The film opens up at the dawn of time as we are taken through the Minions’ entire history as they embark on multiple failed attempts to serve the most vile and despicable villain around. Unfortunately, every master they serve dies because of their screw-ups in ways that are pretty gruesome for a kid movie. After they inadvertently kill Napoleon, the Minions run off to isolate themselves in Antarctica. Without a master to serve, the Minions begin to fall into a deep depression, forcing three brave Minions, Kevin, Stuart and Bob, to embark on a quest to find the most villainous boss that walks the earth. This quest leads them to Orlando, Florida, home of Villain Con, a global gathering of villains and criminals, where the three Minions meet Scarlet Overkill (Sandra Bullock), the answer to their search. In order to serve Scarlett full-time, Kevin Stuart and Bob must first steal the crown of the Queen of England.
Minions harkens back to those old Looney Tune cartoons, where characters get crushed by falling boulders, drop off cliffs and cause all sorts of mayhem without any consequence.
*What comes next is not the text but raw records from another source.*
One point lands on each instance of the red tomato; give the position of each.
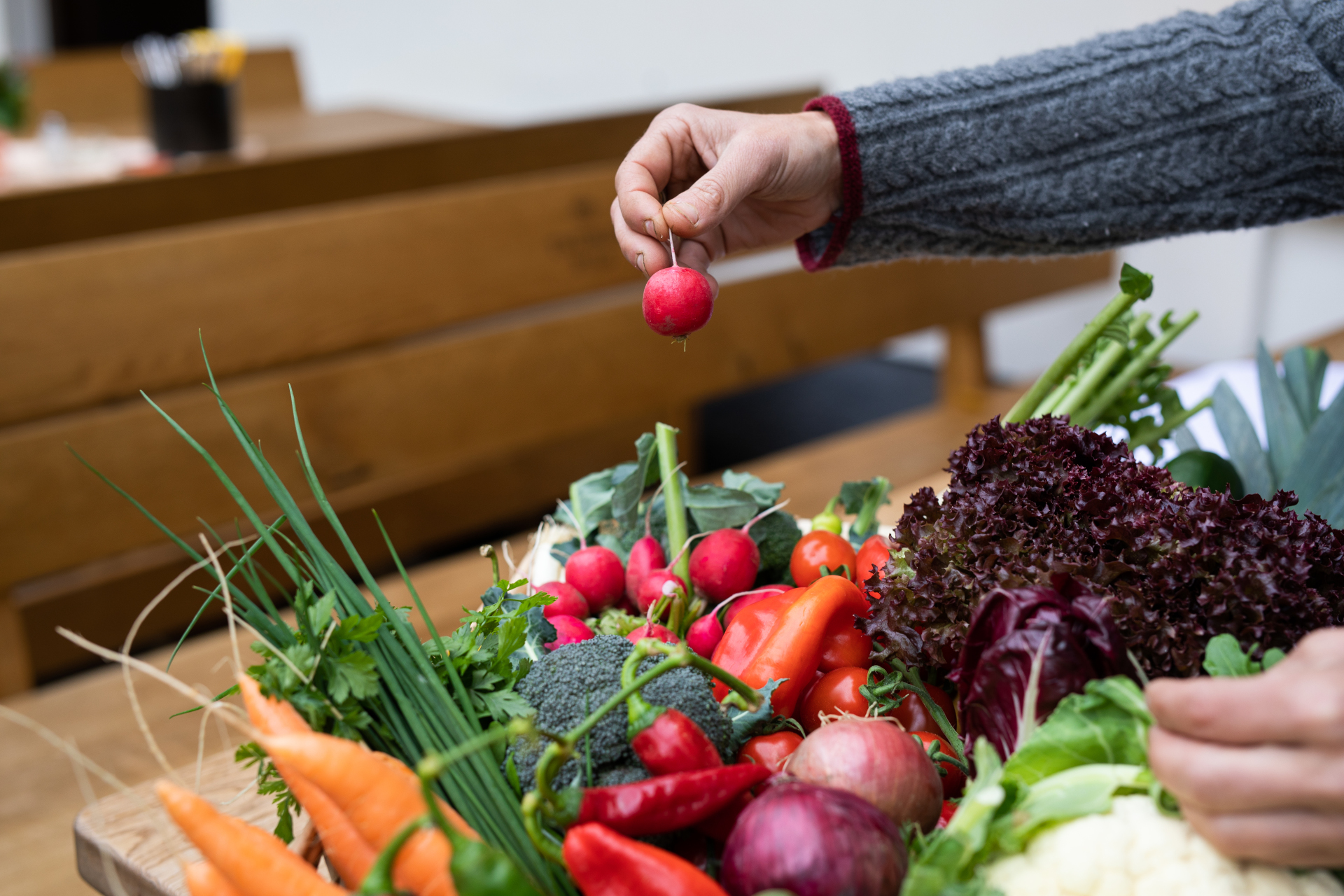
(874, 552)
(771, 750)
(914, 716)
(843, 645)
(819, 550)
(835, 692)
(953, 782)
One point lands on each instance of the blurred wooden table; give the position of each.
(39, 796)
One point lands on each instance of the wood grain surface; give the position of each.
(41, 797)
(391, 419)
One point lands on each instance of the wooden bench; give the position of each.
(308, 159)
(43, 797)
(458, 355)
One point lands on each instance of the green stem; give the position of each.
(872, 501)
(1053, 400)
(1132, 371)
(907, 679)
(379, 879)
(543, 797)
(1098, 370)
(1026, 406)
(672, 498)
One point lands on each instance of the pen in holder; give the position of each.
(190, 83)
We live in a golden age of animation, where animated films like Frozen, Toy Story and, most recently, Inside Out are able to tell a complex and moving story via the animated form. But sometimes, you just want to see crazy cartoons go nuts out on screen, and Minions delivers on that in spades. All the physical comedy works, and the film does come up with some pretty creative scenarios to put the Minions in. The entire scene taking place at Villain Con was one of the film’s highlights; I only wish they would have spent more time there instead of focusing so heavily on Bullock’s Scarlet Overkill.
As much as I loved the Minions in the Despicable Me films, the first thought that crossed my mind when I heard they were getting their own film was: How can they possibly make them consistently funny for 90+ minutes? The answer, sadly, is that they don’t. The blame for this can be placed on many things, not the least of which is the trailer, which pretty much showed us most of the funnier bits in the film. In fact, the whole first 10 minutes of the film is made up of the jokes seen in the trailer. I have come to a point where I wonder whether I should blame trailers for ruining the best parts of movies, or blame myself for watching them in the first place. Either way, the promotional material for Minions did the film a disservice.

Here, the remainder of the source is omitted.